Les mécanismes occasionnant ces perturbations sont bien compris d’un point de vue physiopathologique et l’on retrouve trois causes d’altération cérébrale qui vont nécessairement se retrouver chez les patients COVID-19 atteints par un SDRA. L’une de ces causes est la conséquence directe du SDRA, les autres sont les conséquences des traitements du SDRA soit, la ventilation mécanique (VM) et la sédation. Ainsi, d’une part le SDRA est responsable d’une profonde hypoxémie dont les conséquences à court terme peuvent donner lieu à un delirium hypoxique au cours du séjour (Girard et al., 2018) et dont les conséquences cognitives à long terme sont retrouvés à 1 an principalement au niveau des fonctions exécutives et psychomotrices (Hopkins 1999). D’autre part, la VM est associée avec une baisse de la qualité de vie, sachant qu’un tiers de ces patients a des performances neuropsychologiques déficitaires aux tests à 6 mois et cela au niveau des capacités visuo-constructives, de la mémoire visuelle, de la vitesse psychomotrice et de la fluence verbale (Jackson et al., 2003). De plus, une VM prolongée nécessite la mise en place de traitements sédatifs et anesthésiques pouvant être responsable à court terme d’un délirium sédatif et de troubles cognitifs qui se retrouvent à 1 an (Girard et al., 2018). A ce sujet il est important de préconiser l’utilisation de médétomidine (Shah et al., 2017) qui diminue le risque de délirium étant donné que le recours aux benzodiazépines est associé à un risque élevé de délirium. Il est important de ne pas induire la survenue d’un delirium qui représente un important facteur de risque de chronicisation des troubles cognitifs.

 

Un certain nombre de facteurs de risque de déficits cognitifs chroniques

L’existence de troubles cognitifs préexistants constitue un facteur de risque de déficits cognitifs chronique qui prend du sens au vue des populations atteintes par le virus. Sachant qu’une personne sur trois âgée de plus de 65 ans présente des troubles cognitifs et que les troubles respiratoires sont surreprésentés chez les personnes de plus de 60 ans, il existe un risque important de voir une plainte persister chez ces patients.

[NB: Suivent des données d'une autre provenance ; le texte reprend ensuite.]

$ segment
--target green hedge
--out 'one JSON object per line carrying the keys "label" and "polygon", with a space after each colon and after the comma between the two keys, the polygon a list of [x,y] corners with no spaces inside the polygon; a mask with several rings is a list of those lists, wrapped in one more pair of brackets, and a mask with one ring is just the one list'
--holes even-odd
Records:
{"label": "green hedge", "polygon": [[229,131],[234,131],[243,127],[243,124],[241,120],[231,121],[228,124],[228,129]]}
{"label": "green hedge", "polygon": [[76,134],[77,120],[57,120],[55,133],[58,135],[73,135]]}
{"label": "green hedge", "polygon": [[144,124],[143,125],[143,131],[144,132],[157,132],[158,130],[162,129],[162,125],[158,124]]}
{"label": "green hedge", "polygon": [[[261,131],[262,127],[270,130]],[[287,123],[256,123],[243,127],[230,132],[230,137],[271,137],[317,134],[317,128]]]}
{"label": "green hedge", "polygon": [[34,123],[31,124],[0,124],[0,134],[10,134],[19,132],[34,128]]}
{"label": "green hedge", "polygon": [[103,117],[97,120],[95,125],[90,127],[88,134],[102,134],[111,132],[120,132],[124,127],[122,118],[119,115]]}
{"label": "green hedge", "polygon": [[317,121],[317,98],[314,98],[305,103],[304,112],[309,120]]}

La survenue d’un delirium au cours de l’hospitalisation constitue aussi un prédicteur du déclin cognitif à long terme et plus sa durée est longue plus les symptômes cognitifs sont sévères à 1 an.

Il existe donc un besoin d’évaluer de façon stricte la présence d’un antécédent cognitif qui est très souvent sous-évalué par les staffs de réanimation avec un questionnaire comme l’IQ CODE et de posséder un outil permettant de différencier la confusion d’une autre atteinte (ex. CAR-ICU)

 

Vers un besoin accru de prise en charge rééducative.

Afin de réduire l’impact de ces difficultés cognitives  sur le bien-être des individus rescapés du COVID-19, pour réduire l’impact sociétal de ces milliers d’individus qui une fois sortis de réanimation risquent de ne pas pouvoir reprendre leur vie sociale et professionnelle antérieure et de multiplier des consultations non-adaptés, occasionnant un surcoût pour notre système de soin et notre société, il est nécessaire comme a pu le faire notre système de santé lorsqu’il a dû s’adapter à la réalité du COVID-19 en mutualisant ses moyens là où il fallait sauver des vies, qu’aujourd’hui nous poursuivons le combat, afin que ces vies sauvées puissent retrouver une qualité de vie satisfaisante.